So we keep these really very simple. And then we get our data and
in here sometimes we'll have very raw data
because we're really focusing this database on handling the complex
management of the problems that you have while you're gathering the data.
So at some point you've got your raw data and you may have a separate step
that is a Python program that goes through and reads all the data in this database,
runs a Python program, and might even run another database.
And frankly, you could have more databases here, etc.
But some process that basically reads the raw data. And
then you might write another database.
Some of these will just actually go straight to analysis or
visualization in our earlier ones.
But in later, what we'll do is have this pretty data, this is the clean data.
This is the data that makes sense, right?
It's the clean data. And then we're going to write another.
So each one of these are Python program,
Python program, and now we're going to run maybe couple other Python programs.
This is going to read from the clean database and do some analysis and print us up some
data or it might read from the clean database and then try to visualize the results.
And so, these are separate steps and
each of these boxes is a separate Python program.
Now in a way, everything we've done up to this point has been
write one Python program to produce some result, right?
And we write a loop, and we read the stuff, and we make an array, and
then we print the array out.
But in this, because the problem is harder to solve and there's unreliability and
other external things, we will basically break it into multiple steps.
And we'll write a little Python program for each of these steps.
Now what we're working on is not exactly data mining.

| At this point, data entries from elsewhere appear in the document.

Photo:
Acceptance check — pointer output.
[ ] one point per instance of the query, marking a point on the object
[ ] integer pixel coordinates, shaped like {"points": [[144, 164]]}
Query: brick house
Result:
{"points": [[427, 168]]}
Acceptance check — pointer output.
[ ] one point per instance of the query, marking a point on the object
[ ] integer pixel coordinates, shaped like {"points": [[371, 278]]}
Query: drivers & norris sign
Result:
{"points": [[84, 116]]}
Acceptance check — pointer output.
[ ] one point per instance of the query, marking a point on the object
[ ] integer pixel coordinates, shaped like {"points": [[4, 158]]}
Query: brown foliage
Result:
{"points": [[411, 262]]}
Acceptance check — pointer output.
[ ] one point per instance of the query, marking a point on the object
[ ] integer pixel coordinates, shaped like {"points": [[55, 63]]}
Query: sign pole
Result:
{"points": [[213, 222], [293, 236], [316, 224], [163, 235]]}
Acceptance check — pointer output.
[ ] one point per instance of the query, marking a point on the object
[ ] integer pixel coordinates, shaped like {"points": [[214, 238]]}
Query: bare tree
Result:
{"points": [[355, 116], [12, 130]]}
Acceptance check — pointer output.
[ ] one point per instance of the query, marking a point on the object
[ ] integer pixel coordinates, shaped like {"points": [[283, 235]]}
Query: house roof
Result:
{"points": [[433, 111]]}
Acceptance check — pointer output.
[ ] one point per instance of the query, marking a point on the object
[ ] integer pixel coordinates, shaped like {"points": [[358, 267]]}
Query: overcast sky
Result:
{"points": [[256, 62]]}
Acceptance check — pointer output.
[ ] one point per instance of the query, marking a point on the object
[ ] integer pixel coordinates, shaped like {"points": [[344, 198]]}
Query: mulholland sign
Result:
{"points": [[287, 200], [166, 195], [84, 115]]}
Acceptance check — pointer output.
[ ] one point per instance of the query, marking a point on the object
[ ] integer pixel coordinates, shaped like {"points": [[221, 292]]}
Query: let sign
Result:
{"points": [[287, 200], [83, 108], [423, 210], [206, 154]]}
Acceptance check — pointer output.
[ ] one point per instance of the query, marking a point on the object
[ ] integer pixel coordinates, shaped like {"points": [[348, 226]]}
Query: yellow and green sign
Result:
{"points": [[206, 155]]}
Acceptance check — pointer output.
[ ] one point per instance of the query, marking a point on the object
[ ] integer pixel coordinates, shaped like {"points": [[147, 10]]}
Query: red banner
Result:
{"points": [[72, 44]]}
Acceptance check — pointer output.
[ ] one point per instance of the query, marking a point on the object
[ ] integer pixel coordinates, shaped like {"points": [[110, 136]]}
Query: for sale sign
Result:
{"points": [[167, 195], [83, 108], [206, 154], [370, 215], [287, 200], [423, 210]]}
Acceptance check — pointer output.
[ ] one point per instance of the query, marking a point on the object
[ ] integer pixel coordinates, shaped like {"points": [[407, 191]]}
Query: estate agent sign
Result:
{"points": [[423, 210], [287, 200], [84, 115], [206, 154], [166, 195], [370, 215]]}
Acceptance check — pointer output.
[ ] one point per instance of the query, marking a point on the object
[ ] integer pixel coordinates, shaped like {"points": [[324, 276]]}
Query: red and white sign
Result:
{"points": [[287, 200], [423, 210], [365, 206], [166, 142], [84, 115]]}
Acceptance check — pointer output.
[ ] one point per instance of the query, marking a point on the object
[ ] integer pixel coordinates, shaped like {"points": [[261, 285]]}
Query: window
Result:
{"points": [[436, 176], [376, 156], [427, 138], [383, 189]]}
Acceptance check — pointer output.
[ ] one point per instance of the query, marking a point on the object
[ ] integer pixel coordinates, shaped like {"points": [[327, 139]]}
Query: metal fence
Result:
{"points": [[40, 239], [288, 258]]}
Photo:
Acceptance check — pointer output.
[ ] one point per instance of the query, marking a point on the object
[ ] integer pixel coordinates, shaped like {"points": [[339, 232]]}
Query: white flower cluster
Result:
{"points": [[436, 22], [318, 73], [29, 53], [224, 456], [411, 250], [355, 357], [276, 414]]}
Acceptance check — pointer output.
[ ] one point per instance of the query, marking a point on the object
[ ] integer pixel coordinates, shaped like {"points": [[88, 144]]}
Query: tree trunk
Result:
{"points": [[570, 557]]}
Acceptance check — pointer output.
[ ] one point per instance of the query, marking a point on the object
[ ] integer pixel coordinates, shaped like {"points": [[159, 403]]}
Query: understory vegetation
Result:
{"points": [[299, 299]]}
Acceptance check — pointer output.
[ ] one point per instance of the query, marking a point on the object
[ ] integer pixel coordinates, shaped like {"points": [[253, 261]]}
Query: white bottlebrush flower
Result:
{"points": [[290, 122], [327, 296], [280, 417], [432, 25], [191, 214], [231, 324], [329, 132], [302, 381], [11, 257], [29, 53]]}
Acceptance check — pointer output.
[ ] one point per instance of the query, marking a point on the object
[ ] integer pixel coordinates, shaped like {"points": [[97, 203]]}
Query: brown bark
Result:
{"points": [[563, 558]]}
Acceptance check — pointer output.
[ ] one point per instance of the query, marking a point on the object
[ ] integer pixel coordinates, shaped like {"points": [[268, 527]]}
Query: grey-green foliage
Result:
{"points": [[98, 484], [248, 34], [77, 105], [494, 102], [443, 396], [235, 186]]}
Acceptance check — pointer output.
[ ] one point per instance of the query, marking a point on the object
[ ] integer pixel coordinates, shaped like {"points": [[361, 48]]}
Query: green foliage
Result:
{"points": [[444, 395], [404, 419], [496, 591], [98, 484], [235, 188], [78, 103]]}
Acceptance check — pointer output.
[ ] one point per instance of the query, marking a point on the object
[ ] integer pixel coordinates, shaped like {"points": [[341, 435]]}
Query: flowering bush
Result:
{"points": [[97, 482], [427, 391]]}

It is and it isn't.
I don't call this data mining,
because that would be overstating what we're doing.
There are many very complex data mining technologies and
that's not what we're going to cover in this course.
There are other places that you can learn about data mining and
I'd like to think that our course that we're doing here is a good preparation for
learning about data mining technology.
So there's open source things like Hadoop and Spark.

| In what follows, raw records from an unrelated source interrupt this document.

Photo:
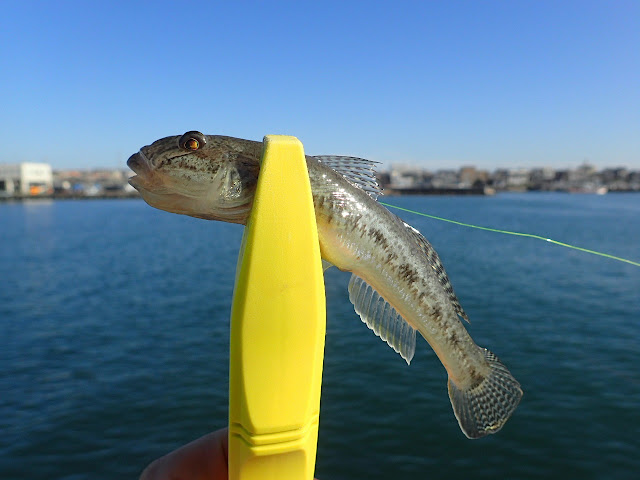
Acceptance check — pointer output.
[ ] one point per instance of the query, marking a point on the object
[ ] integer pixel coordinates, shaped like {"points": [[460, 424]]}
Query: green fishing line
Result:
{"points": [[518, 234]]}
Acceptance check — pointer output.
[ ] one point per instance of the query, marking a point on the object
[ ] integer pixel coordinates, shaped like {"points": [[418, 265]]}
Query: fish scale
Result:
{"points": [[398, 285]]}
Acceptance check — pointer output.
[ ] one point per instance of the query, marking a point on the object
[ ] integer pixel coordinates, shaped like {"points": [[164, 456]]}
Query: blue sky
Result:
{"points": [[439, 84]]}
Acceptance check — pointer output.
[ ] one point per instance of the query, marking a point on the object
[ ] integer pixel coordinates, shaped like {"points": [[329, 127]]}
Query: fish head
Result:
{"points": [[204, 176]]}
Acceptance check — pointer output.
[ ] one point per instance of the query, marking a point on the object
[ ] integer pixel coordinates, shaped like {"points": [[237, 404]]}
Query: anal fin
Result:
{"points": [[382, 318]]}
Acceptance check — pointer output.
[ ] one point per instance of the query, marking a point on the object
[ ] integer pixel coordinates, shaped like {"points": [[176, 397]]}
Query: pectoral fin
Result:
{"points": [[382, 318]]}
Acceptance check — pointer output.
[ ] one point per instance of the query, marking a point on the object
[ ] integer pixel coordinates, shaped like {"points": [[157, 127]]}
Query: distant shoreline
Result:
{"points": [[387, 192]]}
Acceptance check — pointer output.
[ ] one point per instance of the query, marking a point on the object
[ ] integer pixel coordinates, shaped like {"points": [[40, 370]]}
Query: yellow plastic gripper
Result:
{"points": [[278, 323]]}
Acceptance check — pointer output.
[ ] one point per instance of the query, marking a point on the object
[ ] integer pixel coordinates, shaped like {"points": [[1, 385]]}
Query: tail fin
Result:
{"points": [[485, 408]]}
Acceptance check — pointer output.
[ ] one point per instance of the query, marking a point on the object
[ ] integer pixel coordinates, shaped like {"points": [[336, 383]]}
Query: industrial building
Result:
{"points": [[25, 179]]}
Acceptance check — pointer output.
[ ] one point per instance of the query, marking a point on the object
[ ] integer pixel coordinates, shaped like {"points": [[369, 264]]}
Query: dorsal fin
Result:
{"points": [[360, 172], [436, 264], [382, 318]]}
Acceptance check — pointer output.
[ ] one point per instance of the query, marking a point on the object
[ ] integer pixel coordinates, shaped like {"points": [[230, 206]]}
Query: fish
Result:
{"points": [[398, 284]]}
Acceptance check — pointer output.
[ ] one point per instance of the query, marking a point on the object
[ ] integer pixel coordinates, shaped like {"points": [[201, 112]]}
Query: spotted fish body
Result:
{"points": [[399, 285]]}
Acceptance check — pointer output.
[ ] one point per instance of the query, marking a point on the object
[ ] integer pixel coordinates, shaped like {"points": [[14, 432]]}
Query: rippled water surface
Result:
{"points": [[114, 328]]}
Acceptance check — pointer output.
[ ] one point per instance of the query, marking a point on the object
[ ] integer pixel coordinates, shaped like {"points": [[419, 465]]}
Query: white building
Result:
{"points": [[25, 179]]}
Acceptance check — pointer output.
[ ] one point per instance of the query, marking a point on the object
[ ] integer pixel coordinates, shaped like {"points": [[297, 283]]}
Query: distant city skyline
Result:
{"points": [[436, 84]]}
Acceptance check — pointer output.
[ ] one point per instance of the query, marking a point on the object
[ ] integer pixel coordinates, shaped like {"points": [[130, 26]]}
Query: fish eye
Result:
{"points": [[192, 141]]}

Amazon has a whole data mining operation called Redshift.
And there's many community source, and then dot, dot, dot, dot, dot, dot, dot,
dot, dot, dot.
And so, don't assume that this is all there is to data mining.
This is a particular style of data mining that I call "Personal Data Mining", right?
And it is not to say that once you're done with this you're a data mining expert,
because that would be a gross overstatement.
We're really more interested in this chapter on making
you better Python programmers
by solving some simple rudimentary data mining problems with Python programs and
then looking at those Python programs and becoming better Python programmers.
So the first thing that we're going to do is we're going to build on something that we
did in the last chapter, and that is talk to Google's Geocoding API.
And pull some data into a database and then
visualize something out of that database. And we're going to use the Google Maps API.
So you do need to be connected to the Internet when you do this.